Protocells will co-exist with the legacy Cell during the initial roll-out and for the foreseeable future. So, we will continue to use the auto-deploy deployment pipeline to orchestrate deployments.

Deployment Pipeline Schematic

The proposed pipeline below, which incorporates the decisions made in the previous section, is essentially identical to what was suggested in the Co-existence of the legacy infrastructure and Cells section of the original deployments blueprint, barring some minor changes.

flowchart TD
    Timer[Auto Deploy Schedule] --> Build[Build package]

    Build --> Legacy
    Build --> R0

    subgraph Legacy[Legacy Deployments]
        gstg-cny --> gprd-cny
        gprd-cny --> AwaitingPromotion[Awaiting promotion]
        AwaitingPromotion --> ManualPromotion[RM promotes package]
        ManualPromotion --> gstg
        ManualPromotion --> Delay[30min delay]
        Delay --> gprd --> LegacySuccess[Complete - Legacy Cell]
    end

    subgraph Protocells[Protocell Deployments]
        subgraph R1[Ring 1 - User Cells]
            direction TB
            VersionDrift[Record version drift] --> Threshold{Has version drift<br>exceeded a threshold?} --> AlertRMs[Alert RMs about Ring 1 to gprd version drift] --> RMDecision[RM may pause deployments to legacy cell]
            R1Deploy[Deploy to Ring 1] -->|Deployment success| CellsSuccess[Complete - Cells]
            R1Deploy -->|Deployment failure| VersionDrift
        end

        subgraph R0[Ring 0 - QA Cell]
            direction TB
            R0QA -->|QA failure| RMInvestigation[RMs investigate the reason for failure]
            R0QA -->|QA success| R0QASuccessRecord[Record QA success<br>in Ring 0 for package]
            R0Deploy -->|Deploy failure| RMInvestigation
            R0Deploy[Deploy to Ring 0] -->|Deploy success| R0QA[QA in Ring 0]
        end
    end

    Delay --> CellsPromotionDecision{Has QA on this package<br>succeeded in Ring 0?} --> |Yes| R1Deploy
    CellsPromotionDecision -->|No| VersionDrift[Record version drift]

Version Drift Between gprd and Ring 1

gprd and Ring 1 are both “production environments” of GitLab.com, as they will be serving user traffic. However, a failure to deploy a package to Ring 1 will not automatically block deployments to gprd.

This is because we are not yet confident about the reliability of deployments and QA in Protocells. So, we will accept the consequence that there may be one-sided version drift between gprd and Ring 1: Ring 1 may lag several versions behind gprd.

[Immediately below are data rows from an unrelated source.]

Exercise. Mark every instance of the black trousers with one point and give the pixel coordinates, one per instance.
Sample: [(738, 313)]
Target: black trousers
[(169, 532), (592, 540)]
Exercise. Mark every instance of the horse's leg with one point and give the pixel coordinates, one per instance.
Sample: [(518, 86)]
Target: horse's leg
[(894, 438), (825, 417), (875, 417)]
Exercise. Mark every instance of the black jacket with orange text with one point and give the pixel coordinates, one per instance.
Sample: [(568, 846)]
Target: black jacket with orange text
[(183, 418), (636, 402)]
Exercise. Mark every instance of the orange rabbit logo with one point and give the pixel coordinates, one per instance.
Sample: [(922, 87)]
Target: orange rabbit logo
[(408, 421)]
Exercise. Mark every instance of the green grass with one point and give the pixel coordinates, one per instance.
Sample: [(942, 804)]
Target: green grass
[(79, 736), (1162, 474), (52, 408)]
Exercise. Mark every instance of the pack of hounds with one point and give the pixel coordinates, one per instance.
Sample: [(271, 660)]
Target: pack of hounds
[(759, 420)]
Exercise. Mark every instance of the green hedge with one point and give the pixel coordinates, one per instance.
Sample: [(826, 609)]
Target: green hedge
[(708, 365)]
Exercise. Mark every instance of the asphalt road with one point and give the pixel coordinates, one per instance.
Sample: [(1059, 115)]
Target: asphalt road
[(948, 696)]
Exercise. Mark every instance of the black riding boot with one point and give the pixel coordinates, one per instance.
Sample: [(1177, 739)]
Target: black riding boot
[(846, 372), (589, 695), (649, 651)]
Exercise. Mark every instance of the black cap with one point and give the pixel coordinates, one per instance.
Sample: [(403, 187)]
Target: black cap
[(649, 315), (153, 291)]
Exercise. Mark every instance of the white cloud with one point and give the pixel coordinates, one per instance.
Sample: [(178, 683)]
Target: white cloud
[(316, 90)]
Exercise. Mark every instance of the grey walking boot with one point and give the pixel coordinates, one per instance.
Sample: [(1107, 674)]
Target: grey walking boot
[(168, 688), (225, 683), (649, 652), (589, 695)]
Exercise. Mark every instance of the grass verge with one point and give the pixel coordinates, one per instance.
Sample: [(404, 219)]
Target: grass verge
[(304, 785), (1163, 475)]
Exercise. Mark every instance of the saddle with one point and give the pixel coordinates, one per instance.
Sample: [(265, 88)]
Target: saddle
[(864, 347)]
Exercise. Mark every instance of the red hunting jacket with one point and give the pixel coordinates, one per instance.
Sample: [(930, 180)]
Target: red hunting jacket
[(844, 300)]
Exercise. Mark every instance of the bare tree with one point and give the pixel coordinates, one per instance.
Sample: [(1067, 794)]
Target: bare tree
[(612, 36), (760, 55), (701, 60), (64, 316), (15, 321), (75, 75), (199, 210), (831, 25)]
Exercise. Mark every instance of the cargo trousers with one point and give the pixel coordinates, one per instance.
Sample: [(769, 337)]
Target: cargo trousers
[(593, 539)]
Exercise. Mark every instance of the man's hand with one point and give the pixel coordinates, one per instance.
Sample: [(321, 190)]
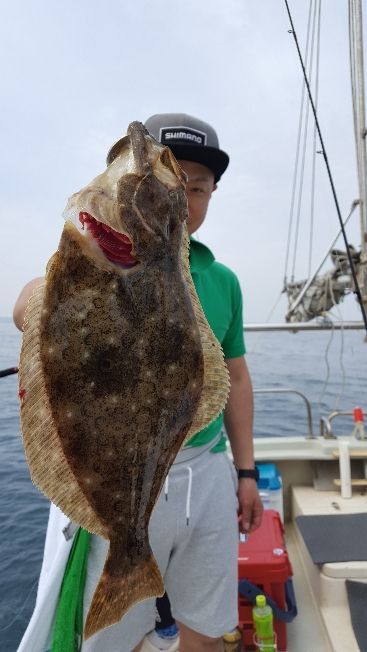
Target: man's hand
[(250, 507)]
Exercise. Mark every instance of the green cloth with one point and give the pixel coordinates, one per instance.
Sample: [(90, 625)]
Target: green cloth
[(220, 296), (68, 625)]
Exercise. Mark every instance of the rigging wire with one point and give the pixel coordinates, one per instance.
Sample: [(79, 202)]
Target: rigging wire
[(305, 134), (326, 357), (356, 290), (341, 353), (313, 171), (295, 174)]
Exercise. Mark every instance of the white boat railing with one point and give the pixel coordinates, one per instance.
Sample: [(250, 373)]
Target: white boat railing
[(306, 326), (325, 423)]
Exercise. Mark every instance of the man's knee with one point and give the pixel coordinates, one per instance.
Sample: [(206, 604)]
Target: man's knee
[(192, 640)]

We will handle this version drift by monitoring it using a metric, and alerting release managers when this metric surpasses a threshold. It will be up to the release managers’ discretion as to whether deployments to gprd should be paused in order to let Ring 1 to catch up. This decision would be influenced by various factors such as the criticality of deploying a package to gprd and the impact of not delivering a package to users on Ring 1.